Fig. 8.. MitoLbNOX overexpression enhanced RGC function, survival, TCA cycle, and reduced oxidative stress in V291D-VG2-MitoTag-MitoLbNOX mice.

(A) Schematic diagram of the strategy used to generate V291D-VG2-MitoTag and V291D-VG2-MitoTag-MitoLbNOX mice. (B) Immunostaining of retinal sections from the VG2-MitoTag, V291D-VG2-MitoTag, and V291D-VG2-MitoTag-MitoLbNOX mouse models, showing GFP fluorescence colocalized with RBPMS⁺ RGC. (C) Analysis of PERG recordings at 180 days (n = 13 mice per group; one-way ANOVA with Tukey’s test P = 0.0023, 0.6653, and 0.0227 for Opa1^+/+ (WT) compared to V291D-VG2-MitoTag, WT compared to V291D-VG2-MitoTag-MitoLbNOX, and V291D-VG2-MitoTag compared to V291D-VG2-MitoTag-MitoLbNOX, respectively). (D) Quantification of RGCs in the peripheral zone of whole-mounted retinas at 180 days (n = 5 mice per group; one-way ANOVA with Tukey’s test P = 0.0032, 0.6147, and 0.0175 for WT compared to V291D-VG2-MitoTag, WT compared to V291D-VG2-MitoTag-MitoLbNOX, and V291D-VG2-MitoTag compared to V291D-VG2-MitoTag-MitoLbNOX, respectively). (E) Representative immunostaining images of PDHE1, IDH3, and 4-HNE in retinal sections from WT, V291D-VG2-MitoTag, and V291D-VG2-MitoTag-MitoLbNOX mice.

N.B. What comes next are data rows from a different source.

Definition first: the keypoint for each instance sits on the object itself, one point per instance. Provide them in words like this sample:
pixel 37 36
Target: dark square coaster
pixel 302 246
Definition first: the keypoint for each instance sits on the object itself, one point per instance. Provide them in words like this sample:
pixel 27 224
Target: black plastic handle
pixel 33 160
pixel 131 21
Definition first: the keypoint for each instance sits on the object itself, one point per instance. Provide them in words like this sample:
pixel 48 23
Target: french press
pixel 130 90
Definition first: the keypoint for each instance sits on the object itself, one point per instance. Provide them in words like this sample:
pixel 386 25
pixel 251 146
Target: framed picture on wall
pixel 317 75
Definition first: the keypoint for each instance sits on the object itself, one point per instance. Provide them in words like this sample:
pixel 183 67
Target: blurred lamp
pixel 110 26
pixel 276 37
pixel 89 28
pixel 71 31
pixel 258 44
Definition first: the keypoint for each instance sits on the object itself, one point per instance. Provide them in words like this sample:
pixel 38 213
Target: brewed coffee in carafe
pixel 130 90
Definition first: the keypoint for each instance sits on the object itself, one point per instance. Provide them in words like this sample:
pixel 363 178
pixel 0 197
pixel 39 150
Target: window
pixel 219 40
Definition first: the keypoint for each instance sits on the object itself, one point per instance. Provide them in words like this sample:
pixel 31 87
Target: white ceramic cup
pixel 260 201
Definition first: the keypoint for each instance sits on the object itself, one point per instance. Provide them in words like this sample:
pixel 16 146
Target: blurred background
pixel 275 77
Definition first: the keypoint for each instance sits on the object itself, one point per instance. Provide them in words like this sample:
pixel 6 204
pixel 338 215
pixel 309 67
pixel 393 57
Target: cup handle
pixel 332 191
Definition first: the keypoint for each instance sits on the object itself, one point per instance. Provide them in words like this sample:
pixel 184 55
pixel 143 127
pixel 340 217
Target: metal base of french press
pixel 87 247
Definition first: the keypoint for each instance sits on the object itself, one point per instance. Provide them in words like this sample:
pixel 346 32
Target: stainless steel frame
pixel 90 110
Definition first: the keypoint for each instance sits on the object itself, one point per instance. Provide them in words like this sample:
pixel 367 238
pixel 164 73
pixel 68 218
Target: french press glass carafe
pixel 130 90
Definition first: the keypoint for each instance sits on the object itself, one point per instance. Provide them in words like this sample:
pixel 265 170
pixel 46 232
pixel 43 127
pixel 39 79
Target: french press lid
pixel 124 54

Analysis of the fluorescence intensity of PDHE1 (n = 5 mice per group; one-way ANOVA with Tukey’s test P = 0.0027, 0.5287, and 0.0192, for WT compared to V291D-VG2-MitoTag, WT compared to V291D-VG2-MitoTag-MitoLbNOX, and V291D-VG2-MitoTag compared to V291D-VG2-MitoTag-MitoLbNOX, respectively), IDH3 (P = 0.0028, 0.6565, and 0.0006), and 4-HNE (P = 0.0135, 0.7149, and 0.0033) immunostaining in the ganglion cell layer. Data are presented as means ± SEM. *P < 0.05, **P < 0.01, ***P < 0.001.